The Fed has kept its key benchmark rate at a record low near zero since December 2008.
“I think it will be appropriate at some point this year to take the initial step to raise the federal funds rate target and begin the process of normalizing monetary policy,” Yellen said to the Greater Providence Chamber of Commerce in Providence, Rhode Island.
However, when the central bank finally begins to raise rates, Yellen said it would proceed cautiously, “which I expect would mean that it will be several years before the federal funds rate would be back to its normal, longer-run level.”
Yellen’s latest comments were made several weeks before the Fed’s next policy meeting on June 16 and June 17. Minutes from its meeting last month released earlier this week all but ruled out a rate hike next month.
Many economists now predict the Fed is set to wait until at least September and that the central bank is to move very gradually with one or two quarter-point rate hikes this year.

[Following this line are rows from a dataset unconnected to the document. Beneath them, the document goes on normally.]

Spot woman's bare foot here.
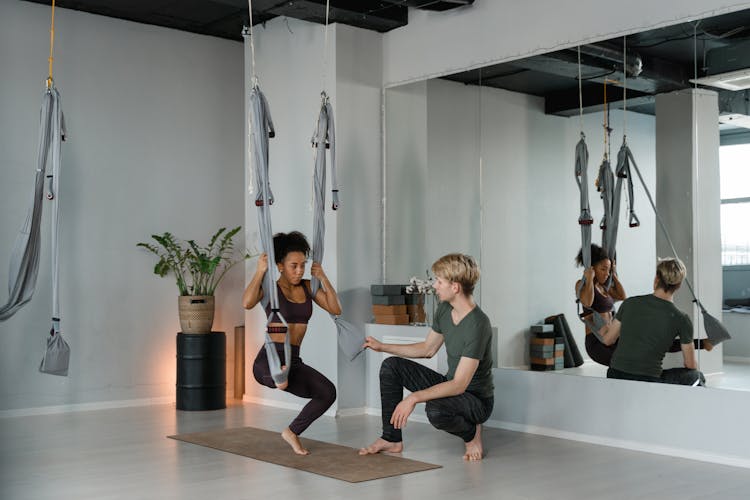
[464,424,483,462]
[359,438,404,455]
[281,427,310,455]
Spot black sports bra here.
[266,281,312,325]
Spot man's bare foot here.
[281,427,310,455]
[464,424,483,462]
[359,438,404,455]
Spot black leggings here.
[586,333,706,366]
[607,367,706,386]
[380,356,495,443]
[253,343,336,436]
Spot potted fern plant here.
[136,226,250,333]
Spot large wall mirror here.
[384,6,750,390]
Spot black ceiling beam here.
[266,0,408,33]
[544,83,656,116]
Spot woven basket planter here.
[178,295,214,333]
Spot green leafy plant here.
[136,226,252,295]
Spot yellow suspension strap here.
[47,0,55,88]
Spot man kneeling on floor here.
[359,254,494,461]
[599,259,705,386]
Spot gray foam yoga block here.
[370,285,406,296]
[372,295,405,306]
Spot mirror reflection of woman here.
[242,231,341,455]
[575,244,627,366]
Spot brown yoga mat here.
[168,427,441,483]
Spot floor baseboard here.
[0,396,175,418]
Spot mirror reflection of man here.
[359,254,494,461]
[599,259,705,385]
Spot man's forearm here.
[381,342,429,358]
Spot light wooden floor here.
[0,404,750,500]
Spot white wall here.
[386,80,479,283]
[383,0,750,86]
[494,370,750,467]
[386,80,655,367]
[384,82,429,283]
[0,2,243,410]
[335,25,383,409]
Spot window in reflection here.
[719,144,750,266]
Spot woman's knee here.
[380,356,402,377]
[424,401,447,429]
[321,379,336,406]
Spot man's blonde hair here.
[656,258,687,293]
[432,253,479,295]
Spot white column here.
[655,89,722,374]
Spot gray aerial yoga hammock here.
[310,92,365,361]
[0,79,70,375]
[575,132,611,340]
[623,149,732,345]
[250,83,292,385]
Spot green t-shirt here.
[432,302,495,398]
[610,295,693,377]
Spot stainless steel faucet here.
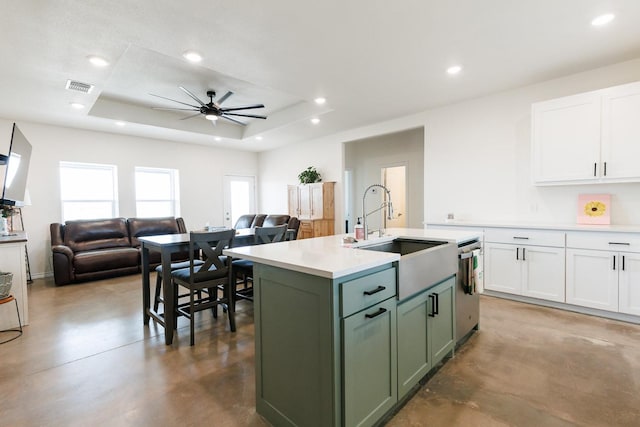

“Assuming that economic growth does rebound ... we don’t think the Fed can wait any longer than September,” Capital Economics chief US economist Paul Ashworth said.
Yellen reiterated that policymakers need to see “continued improvement in labor market conditions.”
They also want to be “reasonably confident” that inflation will approach the Fed’s 2 percent target in the medium term.
“The various headwinds that are still restraining the economy, as I said, will likely take some time to fully abate, and the pace of that improvement is highly uncertain,” she said.
However, Yellen also warned of waiting too long.
Any changes to monetary policy are likely to take time to work their way through the economy, so “delaying action to tighten monetary policy until employment and inflation are already back to our objectives would risk overheating the economy,” she said.
Earlier on Friday, the government reported that core consumer prices rose by 0.3 percent last month. It was the largest one-month gain since January 2013, although overall prices were up just 0.1 percent, held back by a further drop in energy costs.
Yellen did not mention the inflation report in her remarks.